Deferment and cancellation

The excise duty of the good within the scope of List (IV) delivered to the exporters for the purpose of exportation is assessed, accrued and then deferred by related tax office upon the request of taxpayers provided that the duty are not collected by these taxpayers from exporters.
Deferred duty is then cancelled when the vehicles have been exported within 3 months as of the first day of the month following the date of delivery to the exporter.

Tax deduction

If any good subject to special consumption tax within List (IV) is used in manufacturing of other goods in the same list, tax paid shall be deducted from due tax.

Rate

Tax shall be collected according to the rates stated in List (IV) annexed to Law. The Council of Ministers is authorized to change the rates and/or amounts within the limits indicated in the Law.
Taxation is proportional for the goods, all but one in List (IV): minimum tax determined is applied only for mobile phones. Tax on mobile phones calculated on proportional basis cannot be less than the tax amount calculated according to minimum tax amounts.

Tax Base

Tax base for the goods of List (IV) is VAT (Value Added Tax) tax base excluding SCT (Special Consumption Tax).

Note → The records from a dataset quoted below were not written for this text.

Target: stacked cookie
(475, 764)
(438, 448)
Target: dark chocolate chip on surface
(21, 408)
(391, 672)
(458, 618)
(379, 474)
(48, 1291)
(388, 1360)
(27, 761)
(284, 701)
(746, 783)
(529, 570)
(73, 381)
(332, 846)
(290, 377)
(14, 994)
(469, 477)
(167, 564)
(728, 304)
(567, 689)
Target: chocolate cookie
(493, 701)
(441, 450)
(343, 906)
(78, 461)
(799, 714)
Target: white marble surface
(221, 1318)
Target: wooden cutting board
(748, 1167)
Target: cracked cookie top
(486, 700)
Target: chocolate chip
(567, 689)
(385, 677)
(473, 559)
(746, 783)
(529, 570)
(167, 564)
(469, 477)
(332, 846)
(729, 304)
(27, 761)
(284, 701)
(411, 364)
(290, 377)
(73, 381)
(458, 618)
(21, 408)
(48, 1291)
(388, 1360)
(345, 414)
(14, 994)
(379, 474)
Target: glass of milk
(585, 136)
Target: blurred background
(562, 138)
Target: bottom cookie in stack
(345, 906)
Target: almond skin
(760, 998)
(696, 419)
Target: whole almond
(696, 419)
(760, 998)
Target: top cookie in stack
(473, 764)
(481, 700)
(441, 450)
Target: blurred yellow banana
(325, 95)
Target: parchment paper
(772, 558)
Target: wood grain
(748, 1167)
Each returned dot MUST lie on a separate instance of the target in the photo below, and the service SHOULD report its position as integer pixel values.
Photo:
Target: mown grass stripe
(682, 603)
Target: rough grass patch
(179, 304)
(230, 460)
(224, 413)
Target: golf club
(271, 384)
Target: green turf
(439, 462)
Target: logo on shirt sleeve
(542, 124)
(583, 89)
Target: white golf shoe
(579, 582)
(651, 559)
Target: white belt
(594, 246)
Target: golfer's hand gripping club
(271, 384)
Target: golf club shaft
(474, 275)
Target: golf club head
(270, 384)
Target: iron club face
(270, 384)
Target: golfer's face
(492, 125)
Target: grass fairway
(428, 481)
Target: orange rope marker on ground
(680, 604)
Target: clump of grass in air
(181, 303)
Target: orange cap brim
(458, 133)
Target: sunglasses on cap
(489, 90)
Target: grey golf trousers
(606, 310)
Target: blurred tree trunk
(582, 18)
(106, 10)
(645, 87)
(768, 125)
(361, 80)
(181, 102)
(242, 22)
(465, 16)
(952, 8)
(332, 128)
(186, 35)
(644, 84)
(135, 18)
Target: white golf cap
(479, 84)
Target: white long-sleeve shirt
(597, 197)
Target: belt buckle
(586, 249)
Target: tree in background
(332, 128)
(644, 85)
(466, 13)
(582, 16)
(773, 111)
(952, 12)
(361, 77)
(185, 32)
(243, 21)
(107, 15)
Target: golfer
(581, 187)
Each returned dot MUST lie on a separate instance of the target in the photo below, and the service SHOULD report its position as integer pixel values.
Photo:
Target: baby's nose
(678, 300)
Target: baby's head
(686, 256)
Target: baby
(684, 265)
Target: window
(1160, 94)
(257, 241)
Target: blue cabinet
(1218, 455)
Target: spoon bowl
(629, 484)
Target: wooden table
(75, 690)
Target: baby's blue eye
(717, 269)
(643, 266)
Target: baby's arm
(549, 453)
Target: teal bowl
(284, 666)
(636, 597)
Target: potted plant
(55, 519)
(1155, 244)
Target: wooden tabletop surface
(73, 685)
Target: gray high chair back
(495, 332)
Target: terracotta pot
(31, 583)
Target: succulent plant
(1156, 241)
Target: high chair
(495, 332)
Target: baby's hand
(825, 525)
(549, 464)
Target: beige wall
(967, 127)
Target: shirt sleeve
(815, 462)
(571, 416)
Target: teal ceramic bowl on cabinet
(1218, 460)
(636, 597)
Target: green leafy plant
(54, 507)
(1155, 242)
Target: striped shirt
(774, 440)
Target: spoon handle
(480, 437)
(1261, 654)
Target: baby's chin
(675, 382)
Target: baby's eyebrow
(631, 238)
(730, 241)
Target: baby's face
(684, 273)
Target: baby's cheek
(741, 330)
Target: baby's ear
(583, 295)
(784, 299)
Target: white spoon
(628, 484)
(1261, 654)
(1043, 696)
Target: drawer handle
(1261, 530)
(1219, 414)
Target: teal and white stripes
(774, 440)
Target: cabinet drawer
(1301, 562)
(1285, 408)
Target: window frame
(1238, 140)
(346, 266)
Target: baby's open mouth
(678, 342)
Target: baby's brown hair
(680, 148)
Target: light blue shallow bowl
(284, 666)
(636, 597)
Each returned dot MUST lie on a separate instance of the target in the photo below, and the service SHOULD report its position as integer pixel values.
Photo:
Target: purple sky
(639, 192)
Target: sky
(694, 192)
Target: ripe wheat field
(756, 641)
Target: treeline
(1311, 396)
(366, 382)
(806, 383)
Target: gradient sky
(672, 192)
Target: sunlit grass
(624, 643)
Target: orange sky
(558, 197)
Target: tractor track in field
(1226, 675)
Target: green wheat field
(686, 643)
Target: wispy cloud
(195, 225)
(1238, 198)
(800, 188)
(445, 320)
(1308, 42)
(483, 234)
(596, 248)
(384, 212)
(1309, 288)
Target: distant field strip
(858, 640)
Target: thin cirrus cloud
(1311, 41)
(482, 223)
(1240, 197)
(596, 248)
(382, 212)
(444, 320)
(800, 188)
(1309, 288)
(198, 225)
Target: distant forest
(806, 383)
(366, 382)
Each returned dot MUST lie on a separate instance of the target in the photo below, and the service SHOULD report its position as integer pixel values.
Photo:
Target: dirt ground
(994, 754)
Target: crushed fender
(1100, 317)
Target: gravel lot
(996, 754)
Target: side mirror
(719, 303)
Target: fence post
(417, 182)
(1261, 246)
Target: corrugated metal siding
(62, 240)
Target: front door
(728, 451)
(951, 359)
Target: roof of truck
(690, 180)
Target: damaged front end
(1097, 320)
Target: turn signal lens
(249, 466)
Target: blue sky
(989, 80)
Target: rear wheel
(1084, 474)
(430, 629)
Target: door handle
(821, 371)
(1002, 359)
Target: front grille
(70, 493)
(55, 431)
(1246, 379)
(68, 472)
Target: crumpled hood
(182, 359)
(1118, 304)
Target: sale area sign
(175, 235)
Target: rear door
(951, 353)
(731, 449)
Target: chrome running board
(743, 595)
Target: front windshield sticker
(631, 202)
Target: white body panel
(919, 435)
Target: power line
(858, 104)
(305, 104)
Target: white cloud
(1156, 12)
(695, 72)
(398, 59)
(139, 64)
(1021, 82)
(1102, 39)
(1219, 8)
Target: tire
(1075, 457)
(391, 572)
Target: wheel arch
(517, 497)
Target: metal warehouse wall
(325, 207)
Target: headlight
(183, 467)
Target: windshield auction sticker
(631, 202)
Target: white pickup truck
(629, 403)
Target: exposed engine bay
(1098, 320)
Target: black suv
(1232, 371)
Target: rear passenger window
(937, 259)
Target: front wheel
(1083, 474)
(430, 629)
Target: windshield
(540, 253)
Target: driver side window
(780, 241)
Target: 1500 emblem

Declaration, assessment and payment of duty

Special consumption tax is assessed and collected upon declaration of taxpayers.
Tax return is submitted electronically to the tax office until the 15th day of the month following the end of the taxation period and the tax shall be paid within period of submission of the return. For List IV manufacturers, exporters or sellers through auction of luxury products.